What did you enjoy most about making this album?

(Laughs) None of it? All of it? I don’t know … It was really a tough, stressful experience. I’d say the moments where you are able to retrospectively look back on an idea and see how far it has developed, and to hear your hard work paying off. Probably I enjoyed those moments the most. Like hearing my “Mother’s Hymn” idea come together with the help of the amazingly talented Louise (Nutting, who wrote the song’s lyrics and sang the vocal melodies). We literally wrote that song in about five hours, and then scrapped it the night before recording and rewrote it in the studio in about an hour. I’m so happy we were brave enough to say it wasn’t good enough (at first), because now it’s amazing! Moments like that are the best. Also, working with Greg. He was very funny, and is definitely our people.

Is it too soon to think about the future? If not, where do you see the band going from here?

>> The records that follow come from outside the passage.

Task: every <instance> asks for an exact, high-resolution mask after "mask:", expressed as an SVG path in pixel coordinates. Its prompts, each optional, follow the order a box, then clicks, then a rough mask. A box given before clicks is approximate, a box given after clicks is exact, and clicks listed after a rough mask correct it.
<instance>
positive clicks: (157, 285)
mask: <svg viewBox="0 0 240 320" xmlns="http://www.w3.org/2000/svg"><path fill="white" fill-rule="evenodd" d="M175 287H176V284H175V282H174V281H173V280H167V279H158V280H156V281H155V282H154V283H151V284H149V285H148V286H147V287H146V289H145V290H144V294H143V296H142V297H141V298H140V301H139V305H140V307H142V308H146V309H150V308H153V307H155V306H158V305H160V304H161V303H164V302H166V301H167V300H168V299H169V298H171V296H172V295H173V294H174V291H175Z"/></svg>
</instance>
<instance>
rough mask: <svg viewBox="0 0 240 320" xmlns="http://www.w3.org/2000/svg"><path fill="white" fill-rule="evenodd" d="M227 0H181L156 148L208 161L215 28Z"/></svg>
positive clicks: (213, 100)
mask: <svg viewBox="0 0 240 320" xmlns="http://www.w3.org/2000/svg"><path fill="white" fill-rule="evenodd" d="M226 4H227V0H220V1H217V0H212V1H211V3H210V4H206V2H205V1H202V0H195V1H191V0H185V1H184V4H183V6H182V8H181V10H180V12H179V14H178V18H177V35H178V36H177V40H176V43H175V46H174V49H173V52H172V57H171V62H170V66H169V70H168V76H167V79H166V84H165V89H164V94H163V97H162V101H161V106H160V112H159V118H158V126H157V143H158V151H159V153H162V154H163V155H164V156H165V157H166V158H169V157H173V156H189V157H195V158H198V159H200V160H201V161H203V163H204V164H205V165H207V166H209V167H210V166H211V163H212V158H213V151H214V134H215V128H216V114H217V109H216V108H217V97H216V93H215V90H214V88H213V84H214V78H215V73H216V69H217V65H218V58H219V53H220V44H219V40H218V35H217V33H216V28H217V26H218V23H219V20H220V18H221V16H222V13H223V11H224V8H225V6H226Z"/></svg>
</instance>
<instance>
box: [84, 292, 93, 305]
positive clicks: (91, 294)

No it’s not too soon. This album was a long time coming, and I’d like to think that we can follow up this one quicker next time. We are a bunch of ambitious guys, and we are always looking forward, looking to be better, to go bigger, to do things on a grander scale.

I believe we have one more massive epic album in us — the third in the trilogy I guess — before we’ll most likely sense it’s time for a shift in mood, tone, and narrative. What it will be about is anyone’s guess right now. I’m guessing it’s not going to be happy (laughs), but that’s not because we are a morose bunch of dudes who have no joy in our lives. Well … mostly.

I love storytelling, and I love telling stories through music and art. I think whatever happens next, if people love this record and we can do the band full-time, or see some more of the world for cheaper — nothing’s free – then that’s amazing and a win for us. If it falls flat and doesn’t resonate with people, then that’s ok too, we’ll keep making music that we feel is honest and genuine.